L’offensive rebelle de février 2008 regroupant l’UFDD, le RFC et l’UFDD-F nous donne une idée sur le nombre des rebelles et leurs équipements. L’alliance était forte de 300 véhicules 4x4 dont chacun pouvait contenir jusqu'à 14 combattants. Ils avoisineraient 3 500 hommes dont près du 2/3 appartiendrait aux factions UFDD et UFCD. L’essentiel des équipements des rebelles sont des fusils d’assaut Kalachnikov, des lances roquettes portables, quelques mitrailleuses lourdes. Des moyens limités et inefficaces face à la nouvelle forme de guerre que tente d’imposer le régime de N’djamena. L’armée tchadienne emploie des hélicoptères de combats, des blindés d’assaut et autres artilleries lourdes, une puissance de feu qui ne fait pas de place aux combats corps à corps. La stratégie de guerre-éclair basée sur l'effet de surprise et la rapidité prônée par les rebelles décrit les moyens limités de ces derniers.

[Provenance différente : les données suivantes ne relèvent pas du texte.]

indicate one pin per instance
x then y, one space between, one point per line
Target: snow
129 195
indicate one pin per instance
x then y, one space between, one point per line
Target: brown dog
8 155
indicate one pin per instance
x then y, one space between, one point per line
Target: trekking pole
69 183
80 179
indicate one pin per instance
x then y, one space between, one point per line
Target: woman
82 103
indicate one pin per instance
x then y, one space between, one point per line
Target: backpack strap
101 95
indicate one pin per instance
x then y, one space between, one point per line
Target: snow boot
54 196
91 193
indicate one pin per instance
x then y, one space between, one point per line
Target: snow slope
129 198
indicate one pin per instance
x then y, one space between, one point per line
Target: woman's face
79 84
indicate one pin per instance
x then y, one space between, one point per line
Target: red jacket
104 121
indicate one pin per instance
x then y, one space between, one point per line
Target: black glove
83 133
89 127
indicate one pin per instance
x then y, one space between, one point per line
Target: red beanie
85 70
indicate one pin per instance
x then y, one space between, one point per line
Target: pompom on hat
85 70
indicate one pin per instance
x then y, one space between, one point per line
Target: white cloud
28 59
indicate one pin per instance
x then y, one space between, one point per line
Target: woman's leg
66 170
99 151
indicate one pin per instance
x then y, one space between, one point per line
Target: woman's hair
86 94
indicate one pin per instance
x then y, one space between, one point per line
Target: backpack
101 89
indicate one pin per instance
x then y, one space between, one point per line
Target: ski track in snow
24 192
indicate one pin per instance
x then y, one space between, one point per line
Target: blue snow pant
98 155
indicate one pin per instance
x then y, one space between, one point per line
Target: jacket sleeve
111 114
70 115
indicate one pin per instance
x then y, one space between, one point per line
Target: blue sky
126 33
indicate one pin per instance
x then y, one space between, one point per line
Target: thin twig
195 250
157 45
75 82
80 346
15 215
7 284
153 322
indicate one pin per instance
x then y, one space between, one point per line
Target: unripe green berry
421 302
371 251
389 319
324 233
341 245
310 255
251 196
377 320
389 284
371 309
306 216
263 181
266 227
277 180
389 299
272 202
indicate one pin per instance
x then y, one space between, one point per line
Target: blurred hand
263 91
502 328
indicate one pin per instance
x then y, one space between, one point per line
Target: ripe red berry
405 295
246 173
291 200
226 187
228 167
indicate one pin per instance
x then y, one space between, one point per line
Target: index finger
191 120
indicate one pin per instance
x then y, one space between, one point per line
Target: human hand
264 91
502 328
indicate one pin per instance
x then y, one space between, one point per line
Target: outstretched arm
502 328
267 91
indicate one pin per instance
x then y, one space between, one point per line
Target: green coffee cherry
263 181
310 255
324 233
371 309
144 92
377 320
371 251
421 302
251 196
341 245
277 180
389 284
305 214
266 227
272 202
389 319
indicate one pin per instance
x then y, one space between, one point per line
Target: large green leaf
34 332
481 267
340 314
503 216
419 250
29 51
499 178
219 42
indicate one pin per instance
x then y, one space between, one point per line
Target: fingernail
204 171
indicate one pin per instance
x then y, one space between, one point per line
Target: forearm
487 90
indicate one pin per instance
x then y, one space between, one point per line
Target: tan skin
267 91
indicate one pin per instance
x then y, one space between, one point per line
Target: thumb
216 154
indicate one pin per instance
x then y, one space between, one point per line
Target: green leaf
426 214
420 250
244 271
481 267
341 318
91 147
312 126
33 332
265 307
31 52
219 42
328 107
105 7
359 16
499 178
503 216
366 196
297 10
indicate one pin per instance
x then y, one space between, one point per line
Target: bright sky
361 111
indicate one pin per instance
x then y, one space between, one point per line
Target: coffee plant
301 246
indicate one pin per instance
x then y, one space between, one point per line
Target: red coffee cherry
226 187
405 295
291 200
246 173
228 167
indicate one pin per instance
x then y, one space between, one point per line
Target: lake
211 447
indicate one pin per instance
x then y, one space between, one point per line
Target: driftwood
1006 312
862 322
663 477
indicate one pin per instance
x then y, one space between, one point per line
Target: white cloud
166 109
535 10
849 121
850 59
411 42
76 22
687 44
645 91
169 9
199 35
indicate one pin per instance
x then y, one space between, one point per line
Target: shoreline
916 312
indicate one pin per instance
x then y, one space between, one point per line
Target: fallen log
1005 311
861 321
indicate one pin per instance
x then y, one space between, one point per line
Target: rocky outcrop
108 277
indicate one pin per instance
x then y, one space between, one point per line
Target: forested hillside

Enfin, il n’y a qu’au Tchad qu’on puisse encore penser changer l’ordre public sans impliquer les principales chancelleries. Les menaçantes déclarations des rebelles contre ces chancelleries montrent le sérieux décalage politique de ces derniers. La France, les Etats-Unis et dans une certaine mesure la Libye, ont des intérêts économiques et politiques énormes. Ils n’entendent pas les permuter contre l’inconnu, contre ces rebelles qui n’arrivent pas à convaincre des tchadiens en attentes de changement. Le tort pour la rébellion tchadienne est d’être tout simplement soutenu par le régime militaro-islamiste du soudan et non par les principales chancelleries. Un pays que la France et les Etats-Unis ont des raisons officielles et officieuses à aller contre. Cela ne veut pas dire que ces chancelleries ignorent la gestion clanique de l’Etat au Tchad. Seulement il y a des choses que ces chancelleries protègent par-dessus tout : leurs intérêts. C’est l’essence de leur existence dans un pays. La pauvre France est et reste colonialiste, difficile de l’imaginer concéder l’influence sur l’un de ces derniers retranchements que constitue malheureusement le Tchad. Les américains ont investis des milliards pour le pétrole et tout changement doit assurer leurs prévisions de recettes. Ils ne sont pas sûrs que ça serait le cas avec les actuels chefs des mouvements rebelles. Kadhafi, lui aussi, a tout un intérêt à voir le grand voisin soudanais au sous-sol riche, se morceler en plusieurs Etats ou du moins déstabiliser.